June 14, 1972
Business is described as strong, with consumer spending very high and capital spending plans being revised upward. Profits are reported as very good. Bankers report deposits are continuing to surge and business loan demand is rising.
Manufacturers of consumer goods and a banker on Martha's Vineyard all attest to higher than expected spending by consumers on leisure-time activities. Recreational vehicles—campers, trailers, motor homes, boats—are described as selling like a "house afire." On Martha's Vineyard, business is reported as busier than usual for this time of year, with single-family homes being put up at a record pace.
Despite the rapid pace of consumer goods sales, inventories are not being raised. Two reasons are given. First, sales are so rapid it is difficult to build inventories. Second, the use of computers has cut down on the need for inventory accumulation. One large manufacturer indicated he expected work-in-process inventories to rise when machine tool orders picked up, because of the long work-time involved in their production.
Half of our directors whose firms manufacture capital goods indicated orders were very strong. The other two directors said while machine tool orders were up, they were not coming in as fast as surveys of capital spending plans would indicate. These latter two directors expected the real surge in 1973. Two of our directors indicated their own manufacturing firms were drastically revising upward their capital spending plans.
Despite the brisk pace of business activity, only one manufacturer reported a significant increase in his work force.
Prices paid to suppliers were reported as generally rising by more than 2 percent, with one director indicating the pace was faster in the second quarter than in the first. Natural gas, an important raw material for one manufacturer, has doubled in price since January.
Business loan demand is reported by area bankers as good despite the lack of inventory accumulation. Savings deposits inflows are surging, but there is little or no downward movement in mortgage rates.
Professor Samuelson, the only academic correspondent available this month, said monetary policy should be of an "accommodating" nature in this early stage of expansion. He felt a rate of growth of real output of 6 to 7 percent throughout the rest of the year is a likely and desirable policy target. To meet this goal, he prescribed an 8 percent average annual growth rate in the money stock between now and year-end, even if interest rates were to "ease upward."

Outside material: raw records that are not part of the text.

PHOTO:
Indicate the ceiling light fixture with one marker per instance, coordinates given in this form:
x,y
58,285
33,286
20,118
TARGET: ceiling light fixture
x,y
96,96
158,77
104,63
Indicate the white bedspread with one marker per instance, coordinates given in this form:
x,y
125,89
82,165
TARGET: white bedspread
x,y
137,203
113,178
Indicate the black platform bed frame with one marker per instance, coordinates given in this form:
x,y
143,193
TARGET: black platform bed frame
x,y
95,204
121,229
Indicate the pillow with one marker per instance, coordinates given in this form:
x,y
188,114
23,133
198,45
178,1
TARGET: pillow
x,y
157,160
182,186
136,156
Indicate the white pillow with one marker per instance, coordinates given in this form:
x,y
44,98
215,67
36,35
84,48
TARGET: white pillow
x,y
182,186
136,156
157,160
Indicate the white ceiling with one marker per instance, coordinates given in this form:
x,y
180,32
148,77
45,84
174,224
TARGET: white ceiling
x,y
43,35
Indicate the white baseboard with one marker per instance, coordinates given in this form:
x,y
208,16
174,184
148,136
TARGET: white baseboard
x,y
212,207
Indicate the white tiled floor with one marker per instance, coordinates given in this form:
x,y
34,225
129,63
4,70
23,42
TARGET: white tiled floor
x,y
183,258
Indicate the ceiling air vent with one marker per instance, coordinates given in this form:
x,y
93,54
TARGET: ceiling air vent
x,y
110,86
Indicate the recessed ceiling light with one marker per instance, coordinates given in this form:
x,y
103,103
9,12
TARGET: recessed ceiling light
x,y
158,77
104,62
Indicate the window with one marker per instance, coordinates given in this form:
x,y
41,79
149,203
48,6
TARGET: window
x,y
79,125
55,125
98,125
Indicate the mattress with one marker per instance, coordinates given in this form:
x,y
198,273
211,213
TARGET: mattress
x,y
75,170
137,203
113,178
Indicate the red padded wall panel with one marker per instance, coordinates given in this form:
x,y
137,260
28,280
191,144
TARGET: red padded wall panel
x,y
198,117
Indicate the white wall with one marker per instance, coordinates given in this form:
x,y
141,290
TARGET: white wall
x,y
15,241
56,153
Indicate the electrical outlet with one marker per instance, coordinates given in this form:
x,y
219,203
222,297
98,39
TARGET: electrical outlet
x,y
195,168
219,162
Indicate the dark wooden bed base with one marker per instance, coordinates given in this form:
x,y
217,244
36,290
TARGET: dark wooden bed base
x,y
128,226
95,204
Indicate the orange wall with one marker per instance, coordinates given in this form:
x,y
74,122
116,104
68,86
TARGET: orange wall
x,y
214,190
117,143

Samuelson is not a price optimist. Even if the rate of inflation were to exceed the consensus 3 1/2 percent figure, he would not restrict aggregate demand, since the pressures would be mostly cost-push in origin. He would shift to a 6 percent money growth policy only if the rate of growth of real output exceeds 8 percent. Samuelson also noted Professor Modigliani would regard a 10 percent monetary growth rate as necessary to accommodate the 6 to 7 percent real growth target.